Critique: Gilles Renault in Libération, 10th February 2021
Exposée à Paris, la plasticienne néerlandaise Paulien Oltheten combine vidéo, photo et installation pour ausculter avec drôlerie et acuité les faits et gestes du quotidien.
Des clips égrenant curé prosélyte, pèlerins se traînant sur les genoux, ou bonnes sœurs priant dans des cercles blancs peints sur le bitume… Propice à la rencontre, l’espace public est le terrain de chasse exclusif de Paulien Oltheten. Y compris dans le marasme actuel, à l’exemple d’un séjour à Lourdes durant l’été 2020 qui faisait l’objet samedi 6 février d’une projection/performance à la galerie des Filles du Calvaire. Personne, en France, ne connaissait la trentenaire néerlandaise jusqu’à ce que les Rencontres d’Arles ne lui décernent en 2018 le Nouveau Prix Découverte, au nez et à la barbe de dix autres postulants internationaux, pour la Défense, le regard qui s’essaye», un docu d’une quarantaine de minutes (plus quelques zakouskis) commenté par icelle, qui, du reste, occupe encore l’espace central de l’actuel déballage parisien, si jubilatoire, malin et imaginatif qu’il serait regrettable de s’en priver en ces temps de disette.
Tout sauf misanthrope, Paulien Oltheten part à l’aventure, de New York à Paris, via l’Iran ou la Russie, en quête d’une sociologie vernaculaire d’autant plus pertinente qu’exempte de toute cuistrerie moralisatrice. Guetteuse statique d’un quotidien sur lequel elle pose un regard faussement ingénu, sa démarche consiste en effet à traquer les gestes les plus banals et répétitifs de ses semblables, avec lesquels elle entre parfois en relation afin de chercher à comprendre le pourquoi d’un comment… qui ne pose pas nécessairement question. Ainsi de cet homme, occupé à fouiller un monticule de détritus ; ou de Renée, une retraitée interceptée sur un parvis, dont on apprendra entre autres que jadis, elle tomba amoureuse d’un dentiste déjà marié.

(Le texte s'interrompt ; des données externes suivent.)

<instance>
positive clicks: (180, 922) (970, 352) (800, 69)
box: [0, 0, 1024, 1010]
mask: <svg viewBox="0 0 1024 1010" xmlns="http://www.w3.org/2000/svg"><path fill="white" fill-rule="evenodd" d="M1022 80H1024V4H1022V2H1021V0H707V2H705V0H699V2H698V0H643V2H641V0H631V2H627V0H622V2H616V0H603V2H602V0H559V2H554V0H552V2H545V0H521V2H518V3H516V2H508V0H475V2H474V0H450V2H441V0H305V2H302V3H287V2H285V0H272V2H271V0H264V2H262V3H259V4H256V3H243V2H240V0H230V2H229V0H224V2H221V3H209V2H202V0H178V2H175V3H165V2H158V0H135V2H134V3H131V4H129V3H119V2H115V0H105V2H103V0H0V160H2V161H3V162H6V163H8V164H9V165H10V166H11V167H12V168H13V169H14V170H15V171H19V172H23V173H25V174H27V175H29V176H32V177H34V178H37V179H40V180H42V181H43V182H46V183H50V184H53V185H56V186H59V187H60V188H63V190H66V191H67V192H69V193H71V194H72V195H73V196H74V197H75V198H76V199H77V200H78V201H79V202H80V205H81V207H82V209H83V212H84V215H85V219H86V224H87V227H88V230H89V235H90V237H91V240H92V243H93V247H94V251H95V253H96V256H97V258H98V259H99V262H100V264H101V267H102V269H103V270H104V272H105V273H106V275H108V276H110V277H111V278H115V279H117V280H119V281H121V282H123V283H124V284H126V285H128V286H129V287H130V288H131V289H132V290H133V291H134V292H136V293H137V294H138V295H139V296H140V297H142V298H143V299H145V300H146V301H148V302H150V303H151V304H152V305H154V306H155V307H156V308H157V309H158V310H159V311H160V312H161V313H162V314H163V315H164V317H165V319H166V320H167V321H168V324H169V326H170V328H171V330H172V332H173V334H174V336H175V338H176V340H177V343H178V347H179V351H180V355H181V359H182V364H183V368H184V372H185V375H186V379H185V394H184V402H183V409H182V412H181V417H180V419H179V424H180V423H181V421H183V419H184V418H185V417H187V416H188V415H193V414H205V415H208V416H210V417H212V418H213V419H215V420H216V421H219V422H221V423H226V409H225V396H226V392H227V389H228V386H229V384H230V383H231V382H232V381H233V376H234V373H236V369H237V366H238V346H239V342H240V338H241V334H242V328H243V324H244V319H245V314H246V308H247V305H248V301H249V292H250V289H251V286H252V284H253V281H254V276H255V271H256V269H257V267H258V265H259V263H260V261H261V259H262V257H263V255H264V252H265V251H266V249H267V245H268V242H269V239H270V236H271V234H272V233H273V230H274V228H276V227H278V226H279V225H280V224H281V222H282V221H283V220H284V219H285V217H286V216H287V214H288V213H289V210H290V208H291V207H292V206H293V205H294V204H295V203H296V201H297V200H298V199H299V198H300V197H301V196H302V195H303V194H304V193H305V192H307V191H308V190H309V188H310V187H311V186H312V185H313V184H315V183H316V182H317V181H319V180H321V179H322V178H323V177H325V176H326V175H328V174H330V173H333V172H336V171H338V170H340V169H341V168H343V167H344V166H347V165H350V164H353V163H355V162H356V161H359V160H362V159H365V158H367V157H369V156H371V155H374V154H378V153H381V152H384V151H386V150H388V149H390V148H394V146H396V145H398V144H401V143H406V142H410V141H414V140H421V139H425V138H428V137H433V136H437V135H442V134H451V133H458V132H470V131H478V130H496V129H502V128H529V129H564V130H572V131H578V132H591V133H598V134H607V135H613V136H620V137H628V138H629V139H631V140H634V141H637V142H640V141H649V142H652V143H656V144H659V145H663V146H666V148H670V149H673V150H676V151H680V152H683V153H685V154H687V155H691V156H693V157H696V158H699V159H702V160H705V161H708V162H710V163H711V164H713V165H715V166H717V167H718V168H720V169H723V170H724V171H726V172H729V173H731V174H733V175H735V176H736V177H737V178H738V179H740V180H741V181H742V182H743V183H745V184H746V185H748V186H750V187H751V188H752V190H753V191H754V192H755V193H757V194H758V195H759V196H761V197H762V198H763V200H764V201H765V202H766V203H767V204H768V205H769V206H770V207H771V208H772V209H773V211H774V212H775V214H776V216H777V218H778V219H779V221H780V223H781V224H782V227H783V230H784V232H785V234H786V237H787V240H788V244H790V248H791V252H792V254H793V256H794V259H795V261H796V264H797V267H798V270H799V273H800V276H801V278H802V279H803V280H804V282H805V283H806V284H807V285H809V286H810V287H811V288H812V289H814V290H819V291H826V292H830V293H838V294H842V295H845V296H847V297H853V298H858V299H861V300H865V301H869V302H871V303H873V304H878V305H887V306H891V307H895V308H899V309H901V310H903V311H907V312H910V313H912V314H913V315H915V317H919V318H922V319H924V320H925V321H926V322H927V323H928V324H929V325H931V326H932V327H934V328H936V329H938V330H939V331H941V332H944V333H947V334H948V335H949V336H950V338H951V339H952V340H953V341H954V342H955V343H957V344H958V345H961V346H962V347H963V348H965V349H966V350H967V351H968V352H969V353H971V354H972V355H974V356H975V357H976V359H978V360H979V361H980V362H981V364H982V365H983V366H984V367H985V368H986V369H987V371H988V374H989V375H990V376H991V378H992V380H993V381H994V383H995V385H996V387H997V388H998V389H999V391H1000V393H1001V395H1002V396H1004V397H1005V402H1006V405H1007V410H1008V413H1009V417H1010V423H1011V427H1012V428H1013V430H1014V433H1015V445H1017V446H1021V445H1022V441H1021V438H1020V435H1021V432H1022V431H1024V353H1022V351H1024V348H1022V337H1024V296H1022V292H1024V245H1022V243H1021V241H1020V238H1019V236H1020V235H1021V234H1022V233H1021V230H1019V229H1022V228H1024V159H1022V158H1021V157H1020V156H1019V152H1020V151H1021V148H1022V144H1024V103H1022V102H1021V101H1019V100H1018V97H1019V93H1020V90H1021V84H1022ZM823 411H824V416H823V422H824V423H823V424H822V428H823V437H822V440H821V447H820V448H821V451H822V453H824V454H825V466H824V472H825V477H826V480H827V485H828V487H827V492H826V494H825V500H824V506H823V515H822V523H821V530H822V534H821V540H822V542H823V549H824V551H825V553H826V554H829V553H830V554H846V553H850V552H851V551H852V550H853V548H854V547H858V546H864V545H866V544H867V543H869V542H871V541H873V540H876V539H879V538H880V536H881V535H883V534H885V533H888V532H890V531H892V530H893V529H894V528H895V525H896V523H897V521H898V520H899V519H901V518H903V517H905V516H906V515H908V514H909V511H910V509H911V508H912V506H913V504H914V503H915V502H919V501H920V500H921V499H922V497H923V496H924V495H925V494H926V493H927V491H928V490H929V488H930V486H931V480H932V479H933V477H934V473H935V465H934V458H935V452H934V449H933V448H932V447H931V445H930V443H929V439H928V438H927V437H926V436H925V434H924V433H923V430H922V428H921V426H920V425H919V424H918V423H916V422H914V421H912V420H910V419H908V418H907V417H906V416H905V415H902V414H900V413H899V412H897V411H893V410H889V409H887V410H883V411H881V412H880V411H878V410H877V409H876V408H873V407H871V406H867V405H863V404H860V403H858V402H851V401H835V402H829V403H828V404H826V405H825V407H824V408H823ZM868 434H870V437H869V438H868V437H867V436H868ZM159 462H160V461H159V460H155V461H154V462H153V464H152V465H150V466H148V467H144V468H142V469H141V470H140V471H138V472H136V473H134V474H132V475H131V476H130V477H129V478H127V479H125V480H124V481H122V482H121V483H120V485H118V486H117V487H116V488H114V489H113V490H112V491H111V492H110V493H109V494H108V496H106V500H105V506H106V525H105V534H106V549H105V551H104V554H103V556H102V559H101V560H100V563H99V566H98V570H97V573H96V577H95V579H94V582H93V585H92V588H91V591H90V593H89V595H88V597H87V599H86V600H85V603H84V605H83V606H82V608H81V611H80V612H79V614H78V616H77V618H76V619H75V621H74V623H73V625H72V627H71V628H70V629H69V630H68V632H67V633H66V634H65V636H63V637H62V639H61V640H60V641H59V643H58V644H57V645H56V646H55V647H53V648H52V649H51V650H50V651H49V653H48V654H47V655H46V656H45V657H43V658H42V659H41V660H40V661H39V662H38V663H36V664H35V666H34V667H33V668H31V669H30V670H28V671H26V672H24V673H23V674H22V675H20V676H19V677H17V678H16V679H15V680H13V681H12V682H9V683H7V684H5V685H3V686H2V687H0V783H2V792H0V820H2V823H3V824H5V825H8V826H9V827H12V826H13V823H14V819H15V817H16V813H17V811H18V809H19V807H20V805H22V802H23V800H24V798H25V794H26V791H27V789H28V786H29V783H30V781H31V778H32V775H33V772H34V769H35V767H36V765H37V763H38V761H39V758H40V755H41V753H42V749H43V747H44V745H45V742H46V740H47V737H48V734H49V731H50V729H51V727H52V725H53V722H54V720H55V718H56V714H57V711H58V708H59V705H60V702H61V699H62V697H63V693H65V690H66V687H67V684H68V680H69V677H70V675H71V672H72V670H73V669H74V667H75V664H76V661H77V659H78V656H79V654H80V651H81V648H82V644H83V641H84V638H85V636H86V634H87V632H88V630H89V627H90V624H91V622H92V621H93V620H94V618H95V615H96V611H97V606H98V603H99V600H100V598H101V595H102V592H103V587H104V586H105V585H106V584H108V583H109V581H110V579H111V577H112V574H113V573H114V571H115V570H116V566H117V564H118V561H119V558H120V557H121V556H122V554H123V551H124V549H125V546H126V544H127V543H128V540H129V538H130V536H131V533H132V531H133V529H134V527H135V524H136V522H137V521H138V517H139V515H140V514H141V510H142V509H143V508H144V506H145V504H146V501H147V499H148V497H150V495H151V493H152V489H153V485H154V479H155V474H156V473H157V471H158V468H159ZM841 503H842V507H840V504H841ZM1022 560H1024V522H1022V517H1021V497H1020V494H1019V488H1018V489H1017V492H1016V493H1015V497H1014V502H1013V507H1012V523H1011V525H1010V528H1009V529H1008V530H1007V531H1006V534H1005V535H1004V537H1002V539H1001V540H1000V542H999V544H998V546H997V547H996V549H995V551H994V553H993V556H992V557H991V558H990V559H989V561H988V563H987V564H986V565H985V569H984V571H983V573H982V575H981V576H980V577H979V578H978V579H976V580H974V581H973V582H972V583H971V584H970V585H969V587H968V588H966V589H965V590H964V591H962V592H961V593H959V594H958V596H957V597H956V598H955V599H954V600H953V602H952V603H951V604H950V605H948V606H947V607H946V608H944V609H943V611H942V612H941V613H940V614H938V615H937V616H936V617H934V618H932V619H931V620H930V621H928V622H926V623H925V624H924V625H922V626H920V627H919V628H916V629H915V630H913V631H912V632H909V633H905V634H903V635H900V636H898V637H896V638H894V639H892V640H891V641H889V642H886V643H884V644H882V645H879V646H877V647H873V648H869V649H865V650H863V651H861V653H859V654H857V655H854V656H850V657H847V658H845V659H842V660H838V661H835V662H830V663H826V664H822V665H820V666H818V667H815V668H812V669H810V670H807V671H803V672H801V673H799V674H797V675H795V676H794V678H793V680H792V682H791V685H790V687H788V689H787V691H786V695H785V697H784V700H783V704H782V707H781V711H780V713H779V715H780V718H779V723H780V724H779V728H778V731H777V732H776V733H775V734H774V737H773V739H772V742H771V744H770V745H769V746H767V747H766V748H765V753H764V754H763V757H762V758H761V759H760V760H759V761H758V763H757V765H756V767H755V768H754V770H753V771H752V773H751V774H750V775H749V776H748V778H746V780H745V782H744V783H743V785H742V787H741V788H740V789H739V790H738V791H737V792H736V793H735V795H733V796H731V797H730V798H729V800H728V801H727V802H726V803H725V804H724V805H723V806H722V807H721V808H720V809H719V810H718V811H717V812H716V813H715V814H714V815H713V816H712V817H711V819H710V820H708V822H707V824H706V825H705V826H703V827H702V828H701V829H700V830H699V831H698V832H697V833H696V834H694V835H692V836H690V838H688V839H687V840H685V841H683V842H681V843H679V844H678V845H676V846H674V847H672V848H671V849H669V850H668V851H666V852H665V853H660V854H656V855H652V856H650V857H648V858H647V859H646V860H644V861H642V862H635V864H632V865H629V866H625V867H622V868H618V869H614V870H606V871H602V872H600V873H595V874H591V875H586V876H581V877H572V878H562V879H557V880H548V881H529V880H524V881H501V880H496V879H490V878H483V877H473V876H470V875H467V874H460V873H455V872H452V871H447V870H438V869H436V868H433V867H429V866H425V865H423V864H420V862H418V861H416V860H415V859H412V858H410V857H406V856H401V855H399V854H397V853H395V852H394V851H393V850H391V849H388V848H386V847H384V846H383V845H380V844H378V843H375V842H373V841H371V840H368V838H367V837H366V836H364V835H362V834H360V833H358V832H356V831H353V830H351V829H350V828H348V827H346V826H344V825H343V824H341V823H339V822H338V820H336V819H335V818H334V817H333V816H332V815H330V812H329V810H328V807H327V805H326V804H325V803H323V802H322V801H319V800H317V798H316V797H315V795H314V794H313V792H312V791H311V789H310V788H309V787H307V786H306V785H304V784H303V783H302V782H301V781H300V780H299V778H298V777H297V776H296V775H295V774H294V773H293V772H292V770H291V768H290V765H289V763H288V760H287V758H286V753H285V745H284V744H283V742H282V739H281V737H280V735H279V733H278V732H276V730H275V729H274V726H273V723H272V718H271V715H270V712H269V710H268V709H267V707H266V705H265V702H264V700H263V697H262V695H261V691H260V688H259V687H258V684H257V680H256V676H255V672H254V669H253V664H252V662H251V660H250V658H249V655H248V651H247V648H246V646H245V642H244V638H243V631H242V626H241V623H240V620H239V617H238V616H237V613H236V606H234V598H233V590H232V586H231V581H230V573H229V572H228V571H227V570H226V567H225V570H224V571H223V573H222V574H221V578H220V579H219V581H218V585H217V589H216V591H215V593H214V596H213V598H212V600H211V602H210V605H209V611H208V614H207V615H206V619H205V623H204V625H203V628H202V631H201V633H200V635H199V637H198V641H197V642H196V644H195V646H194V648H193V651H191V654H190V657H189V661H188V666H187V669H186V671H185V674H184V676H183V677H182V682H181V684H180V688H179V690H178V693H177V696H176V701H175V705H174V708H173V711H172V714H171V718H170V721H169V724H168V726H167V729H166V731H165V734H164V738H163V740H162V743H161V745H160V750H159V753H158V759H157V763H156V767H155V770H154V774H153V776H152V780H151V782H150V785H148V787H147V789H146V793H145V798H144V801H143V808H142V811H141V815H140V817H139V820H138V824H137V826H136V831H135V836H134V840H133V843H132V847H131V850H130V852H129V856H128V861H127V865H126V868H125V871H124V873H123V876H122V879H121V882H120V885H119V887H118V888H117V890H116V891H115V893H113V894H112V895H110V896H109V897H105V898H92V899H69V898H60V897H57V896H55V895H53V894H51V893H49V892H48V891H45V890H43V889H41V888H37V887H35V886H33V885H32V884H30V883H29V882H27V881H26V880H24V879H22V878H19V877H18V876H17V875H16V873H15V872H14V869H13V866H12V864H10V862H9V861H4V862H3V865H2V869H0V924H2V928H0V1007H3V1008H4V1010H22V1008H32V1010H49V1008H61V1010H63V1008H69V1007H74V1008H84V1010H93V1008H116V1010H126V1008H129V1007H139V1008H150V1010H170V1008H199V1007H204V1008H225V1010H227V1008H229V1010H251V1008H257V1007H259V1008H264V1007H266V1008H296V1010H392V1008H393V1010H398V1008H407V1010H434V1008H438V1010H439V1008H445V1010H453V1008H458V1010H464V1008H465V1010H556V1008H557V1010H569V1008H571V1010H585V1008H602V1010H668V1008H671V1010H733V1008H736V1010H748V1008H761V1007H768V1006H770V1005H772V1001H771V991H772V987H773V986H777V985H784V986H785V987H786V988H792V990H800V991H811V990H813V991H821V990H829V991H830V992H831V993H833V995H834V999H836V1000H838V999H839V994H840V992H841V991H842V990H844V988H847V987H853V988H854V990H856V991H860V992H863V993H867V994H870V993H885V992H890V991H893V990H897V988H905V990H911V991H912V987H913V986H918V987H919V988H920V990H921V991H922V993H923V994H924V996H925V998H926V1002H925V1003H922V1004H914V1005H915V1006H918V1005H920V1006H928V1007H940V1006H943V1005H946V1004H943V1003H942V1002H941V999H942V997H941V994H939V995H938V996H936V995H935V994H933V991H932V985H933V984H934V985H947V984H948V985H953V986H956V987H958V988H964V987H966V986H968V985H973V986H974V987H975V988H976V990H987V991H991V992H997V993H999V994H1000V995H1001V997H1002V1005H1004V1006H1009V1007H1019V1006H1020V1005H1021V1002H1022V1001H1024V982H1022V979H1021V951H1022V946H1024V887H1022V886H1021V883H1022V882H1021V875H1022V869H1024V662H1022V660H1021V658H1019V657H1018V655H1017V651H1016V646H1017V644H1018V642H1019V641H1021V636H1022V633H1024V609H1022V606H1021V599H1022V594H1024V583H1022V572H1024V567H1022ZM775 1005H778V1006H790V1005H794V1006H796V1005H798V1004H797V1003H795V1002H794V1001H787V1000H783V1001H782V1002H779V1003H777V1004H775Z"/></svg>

Fascinée par ce qu’elle nomme «la routine et les non-moments», Paulien Oltheten combine vidéo, photographie, dessin et installations, à partir d’éléments qu’elle glane et assemble (carnets scolaires, cartes postales…), au gré d’enquêtes en apparence aussi dérisoires que finalement cocasses, poétiques et émouvantes, où le geste artistique déborde du cadre pour confiner à l’étude anthropologique sans apprêt. «Capter ces moments pendant de nombreuses années constitue progressivement une archive d’images qui ne cesse de s’enrichir», précise la plasticienne, suggérant une Sophie Calle embauchée par Strip Tease (l’émission télé culte de Jean Libon et Marco Lamensch). En établissant constamment de nouvelles connexions entre d’anciennes et de nouvelles trouvailles, j’ai l’impression qu’au fil du temps, une vérité universelle se dessine dans le comportement humain […] Mais je suis moi-même un élément actif dans les scènes photographiées. Délibérément sur la corde raide entre le réel et la mise en scène, je trouve intéressant de confronter le public à cette ambiguïté […] de telle sorte qu’il y ait toujours une distorsion, un moment de confusion lorsque les gens commencent à se demander s’ils voient la “réalité”».
«Suitcases Routines and scenes of the improbable», Paulien Oltheten, galerie les Filles du Calvaire, 75003, jusqu’au 20 février.